-1

I was wondering how I can translate the following code into python from matlab script? Especially the content within the for loop and the writematrix last line of code, I have been stuck on. This program codes for copying the second row all columns of every excel file within a folder and creates an output excel file in the same folder which has the second row all columns of every excel file within the folder into a single matrix. Thank you, and a happy new year.

clc
clearvars
fileDir = cd;
outfile = 'OUT.xlsx'; %Output file name
fileNames = dir(fullfile(fileDir,'*.CSV'));
fileNames_sorted = natsortfiles({fileNames.name});
M= length (fileNames_sorted);
second_col= [];

for f = 1:M
    raw = importdata( fullfile(fileDir, fileNames_sorted{f}));
    second_col= [second_col raw(:,2)];  % extract the second column
end
writematrix(second_col,fullfile(cd,outfile))
  • This question seems to be a duplicate of your previous two: [Translating excel file writer matlab script to python](https://stackoverflow.com/questions/70422266/translating-excel-file-writer-matlab-script-to-python) and https://stackoverflow.com/questions/70507643/translating-short-for-loop-matlab-script-to-python. Please do not duplicate questions. – beaker Jan 01 '22 at 00:31

1 Answers1

0

You have to install packages first

pip install pandas, numpy
from pathlib import Path
import pandas as pd 
import numpy as np

clear 

[del globals()[name] for name in dir() if not name.startswith('_')]

fileDir = Path.cwd()
outfile = Path(fileDir, 'OUT.csv')
fileNames = sorted(fileDir.glob('*.csv'))

second_col= []

for file in fileNames:
    df = pd.read_csv(file)
    second_col.append(df.iloc[:, 0])
    
matrix = np.array(second_col)
np.savetxt(outfile, matrix, delimiter=",")
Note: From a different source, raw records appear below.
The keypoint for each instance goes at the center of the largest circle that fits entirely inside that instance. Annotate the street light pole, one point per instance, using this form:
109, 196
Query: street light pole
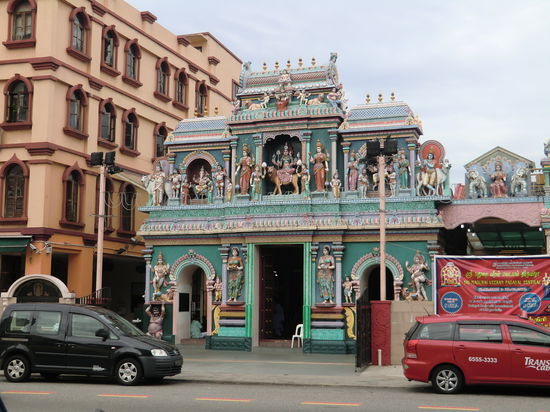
100, 228
382, 217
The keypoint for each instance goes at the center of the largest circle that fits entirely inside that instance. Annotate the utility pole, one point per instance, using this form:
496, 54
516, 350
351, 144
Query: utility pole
100, 228
382, 217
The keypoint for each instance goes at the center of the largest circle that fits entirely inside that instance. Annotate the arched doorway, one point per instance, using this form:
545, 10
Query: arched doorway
370, 283
191, 301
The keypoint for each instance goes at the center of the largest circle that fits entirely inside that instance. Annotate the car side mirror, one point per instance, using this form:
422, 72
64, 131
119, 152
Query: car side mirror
102, 333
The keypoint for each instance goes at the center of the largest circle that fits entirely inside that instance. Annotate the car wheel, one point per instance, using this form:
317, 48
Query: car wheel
49, 375
17, 368
128, 372
447, 379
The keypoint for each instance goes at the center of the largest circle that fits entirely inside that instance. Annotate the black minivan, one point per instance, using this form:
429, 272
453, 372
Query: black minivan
55, 338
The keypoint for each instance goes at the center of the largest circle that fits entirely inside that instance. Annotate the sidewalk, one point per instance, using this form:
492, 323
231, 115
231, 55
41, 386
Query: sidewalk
284, 366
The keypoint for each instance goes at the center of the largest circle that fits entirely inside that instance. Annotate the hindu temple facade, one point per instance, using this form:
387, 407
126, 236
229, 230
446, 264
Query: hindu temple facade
270, 218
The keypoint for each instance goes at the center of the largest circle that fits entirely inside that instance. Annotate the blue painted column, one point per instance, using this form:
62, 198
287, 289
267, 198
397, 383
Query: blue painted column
306, 314
249, 285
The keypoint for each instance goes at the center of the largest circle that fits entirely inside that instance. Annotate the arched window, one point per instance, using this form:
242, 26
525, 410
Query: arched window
107, 114
133, 56
72, 197
14, 195
160, 137
163, 73
181, 87
80, 39
21, 23
202, 96
18, 102
79, 33
127, 209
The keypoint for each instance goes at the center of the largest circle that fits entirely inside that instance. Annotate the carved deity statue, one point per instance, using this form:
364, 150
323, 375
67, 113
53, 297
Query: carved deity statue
418, 276
353, 173
220, 177
320, 167
404, 169
335, 185
185, 187
348, 290
498, 187
325, 275
256, 182
236, 275
161, 269
363, 181
175, 184
156, 318
202, 183
245, 167
157, 179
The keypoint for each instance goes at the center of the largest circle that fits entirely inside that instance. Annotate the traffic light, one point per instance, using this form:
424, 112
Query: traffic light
110, 158
96, 158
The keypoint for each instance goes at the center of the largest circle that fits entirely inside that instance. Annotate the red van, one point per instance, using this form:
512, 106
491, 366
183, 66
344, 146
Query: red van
456, 350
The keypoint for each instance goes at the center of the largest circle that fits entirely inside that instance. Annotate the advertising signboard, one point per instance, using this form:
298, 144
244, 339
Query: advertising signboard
493, 284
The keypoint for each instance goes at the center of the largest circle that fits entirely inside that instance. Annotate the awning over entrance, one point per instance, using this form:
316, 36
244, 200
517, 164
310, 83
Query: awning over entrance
14, 244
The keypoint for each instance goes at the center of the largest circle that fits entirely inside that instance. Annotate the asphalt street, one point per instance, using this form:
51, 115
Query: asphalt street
76, 394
In case you need to transpose the matrix save like this

np.savetxt(outfile, matrix.T, delimiter=",")

Other ways of saving

Make sure you use tabs in the for loop. Have fun

EDIT

Running dir() within a list comprehension wont work see for explanation dir inside function. Here is an alternative.


from pathlib import Path
import pandas as pd 
import numpy as np

def clearvars():    
    for el in sorted(globals()):
        if '__' not in el:
                print(f'deleted: {el}')
                del el
clearvars() 
clear 

fileDir = Path.cwd()
outfile = Path(fileDir, 'OUT.csv')
fileNames = sorted(fileDir.glob('*.csv'))

second_col= []

for file in fileNames:
    df = pd.read_csv(file)
    second_col.append(df.iloc[:, 0])

matrix = np.array(second_col)
np.savetxt(outfile, matrix, delimiter=",")

You can delete this line print(f'deleted: {el}') if you like. It's just for clarification.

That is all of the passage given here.